Scesi di fretta le scale ancora un po’ scossa. Arrivata in classe Emy stava parlando con le altre compagne, quindi non mi
soffermai molto su di lei, e sedendomi al banco aprì il foglietto:
Save me from the ones that haunt me in the night.
I can't live with myself, so stay with me tonight.
Chiunque avesse letto
non avrebbe capito a cosa si riferiva, ma io capì al volo che era una delle
frasi più belle di “Don’t Go” dei Bring Me
The Horizon, il nostro gruppo preferito. Presi
il telefono e pensai a cosa scrivergli, ma bastò poco per veder arrivare un
ottima idea:
Believe in me, When you feel like you’re losing all
your hopes and dreams. Believe in me, When I am gone you gotta keep a
smile on.
Ogni volta che ascolto
la musica mi rendo conto di quanto le canzone e i testi si rispondano e si
corrispondano. E questa risposta alla Blood On
The Dance Floor sapevo che gli sarebbe piaciuta.
Inviai l’sms e lui mi rispose subito dopo dicendo che dopo scuola aveva una
sorpresa.
Alla ricreazione non
uscì perché avevo un compito in classe tra la terza e la quarta ora, così
all’uscita appena lo vidi gli chiesi spiegazioni. Mi disse solo che mi doveva
portare in un posto e che quindi dovevo avvertire i miei che non saremmo
tornati per pranzo (doveva venire a mangiare da me).

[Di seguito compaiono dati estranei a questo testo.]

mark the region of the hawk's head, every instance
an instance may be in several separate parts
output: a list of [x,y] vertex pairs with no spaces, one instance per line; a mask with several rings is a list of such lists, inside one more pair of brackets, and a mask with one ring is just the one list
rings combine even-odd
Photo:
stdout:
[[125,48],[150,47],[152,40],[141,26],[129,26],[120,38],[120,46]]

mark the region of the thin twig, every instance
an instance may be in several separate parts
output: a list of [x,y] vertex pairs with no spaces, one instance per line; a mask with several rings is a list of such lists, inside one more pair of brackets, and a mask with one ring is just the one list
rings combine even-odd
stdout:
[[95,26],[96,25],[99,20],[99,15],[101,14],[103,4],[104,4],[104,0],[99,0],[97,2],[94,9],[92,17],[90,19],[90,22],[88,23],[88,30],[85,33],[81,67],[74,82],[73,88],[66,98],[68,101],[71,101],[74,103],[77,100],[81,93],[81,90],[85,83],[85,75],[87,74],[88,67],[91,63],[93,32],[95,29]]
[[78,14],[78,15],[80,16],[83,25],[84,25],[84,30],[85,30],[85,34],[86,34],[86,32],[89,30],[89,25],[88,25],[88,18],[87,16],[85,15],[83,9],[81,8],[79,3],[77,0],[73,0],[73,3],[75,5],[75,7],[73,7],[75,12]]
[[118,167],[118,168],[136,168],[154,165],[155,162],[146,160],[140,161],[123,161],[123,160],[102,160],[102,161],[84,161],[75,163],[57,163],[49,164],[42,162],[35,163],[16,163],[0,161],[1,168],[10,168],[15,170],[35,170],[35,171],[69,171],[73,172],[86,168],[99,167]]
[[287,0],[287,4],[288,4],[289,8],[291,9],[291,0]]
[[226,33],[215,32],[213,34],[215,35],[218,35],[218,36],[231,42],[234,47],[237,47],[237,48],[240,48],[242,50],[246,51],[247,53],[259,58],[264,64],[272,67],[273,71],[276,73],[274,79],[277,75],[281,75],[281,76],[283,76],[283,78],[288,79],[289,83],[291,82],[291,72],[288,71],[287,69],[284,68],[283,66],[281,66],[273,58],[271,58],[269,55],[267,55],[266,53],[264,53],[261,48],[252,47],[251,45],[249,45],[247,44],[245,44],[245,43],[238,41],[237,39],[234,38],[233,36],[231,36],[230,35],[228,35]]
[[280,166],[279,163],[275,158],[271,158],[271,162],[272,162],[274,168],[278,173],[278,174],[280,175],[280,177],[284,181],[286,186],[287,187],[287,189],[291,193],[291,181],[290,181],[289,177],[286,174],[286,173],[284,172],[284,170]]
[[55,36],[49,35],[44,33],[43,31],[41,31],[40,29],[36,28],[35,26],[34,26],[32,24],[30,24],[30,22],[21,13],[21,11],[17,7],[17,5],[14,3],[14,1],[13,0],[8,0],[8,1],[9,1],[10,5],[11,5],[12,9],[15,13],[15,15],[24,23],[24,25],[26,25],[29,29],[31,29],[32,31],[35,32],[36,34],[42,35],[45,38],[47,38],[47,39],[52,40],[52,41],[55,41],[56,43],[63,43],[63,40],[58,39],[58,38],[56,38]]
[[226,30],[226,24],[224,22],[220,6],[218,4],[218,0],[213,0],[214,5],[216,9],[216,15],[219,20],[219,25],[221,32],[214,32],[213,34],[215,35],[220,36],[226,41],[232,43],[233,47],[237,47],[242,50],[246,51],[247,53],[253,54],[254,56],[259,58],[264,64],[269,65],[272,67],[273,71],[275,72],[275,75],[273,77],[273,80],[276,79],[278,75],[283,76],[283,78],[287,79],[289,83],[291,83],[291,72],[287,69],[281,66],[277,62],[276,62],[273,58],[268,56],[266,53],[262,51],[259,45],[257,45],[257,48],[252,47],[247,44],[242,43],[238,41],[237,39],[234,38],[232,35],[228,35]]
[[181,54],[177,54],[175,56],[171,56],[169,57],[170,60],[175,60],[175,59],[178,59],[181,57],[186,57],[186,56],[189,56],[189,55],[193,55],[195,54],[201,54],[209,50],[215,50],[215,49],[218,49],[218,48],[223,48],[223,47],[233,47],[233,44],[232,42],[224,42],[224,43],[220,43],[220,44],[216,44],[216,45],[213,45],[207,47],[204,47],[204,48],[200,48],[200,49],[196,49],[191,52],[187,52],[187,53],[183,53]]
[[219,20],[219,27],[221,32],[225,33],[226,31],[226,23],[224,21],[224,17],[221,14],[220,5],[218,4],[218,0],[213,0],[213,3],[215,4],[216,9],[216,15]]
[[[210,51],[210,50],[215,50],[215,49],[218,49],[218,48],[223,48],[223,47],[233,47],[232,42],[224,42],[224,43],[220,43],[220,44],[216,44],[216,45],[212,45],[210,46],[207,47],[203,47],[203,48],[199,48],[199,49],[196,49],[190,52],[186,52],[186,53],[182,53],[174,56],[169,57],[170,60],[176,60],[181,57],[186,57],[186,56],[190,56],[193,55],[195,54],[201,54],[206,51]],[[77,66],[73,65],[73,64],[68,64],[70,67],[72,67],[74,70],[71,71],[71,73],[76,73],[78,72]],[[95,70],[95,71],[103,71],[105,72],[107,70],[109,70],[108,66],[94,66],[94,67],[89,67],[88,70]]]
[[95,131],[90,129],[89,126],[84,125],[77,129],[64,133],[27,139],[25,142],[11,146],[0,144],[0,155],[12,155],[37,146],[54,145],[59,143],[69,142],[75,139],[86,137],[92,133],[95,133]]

Detto fatto, andai a
salutare Emy e le spiegai che non venivo alla
fermata. Emy sembrava molto allegra e così mi disse
“Non voglio rovinarti le sorprese ma pare che Shawn
abbia sentito Davide e Federico che parlavano, e il tuo tesoro che diceva a
Fede dire una cosa molto importante, perché ha capito e ha preso una decisione
fondamentale, o qualcosa del genere. Bhè, che dire,
divertiti!”. Non capì che intendeva dire, così la salutai. Saliti in macchina
infilai il Cd dei Bring e partimmo. Gli chiesi più e
più volte di dirmi dove andavamo, ma non me lo disse finché alla fine non capì
da sola che andavamo verso Anzio, verso il mare. Arrivammo alle grotte di Anzio
che erano già quasi le tre di pomeriggio. Alle sei cominciava a farsi sera
quindi sfruttammo quelle tre ore a passeggiare lungo la spiaggia e a ridere.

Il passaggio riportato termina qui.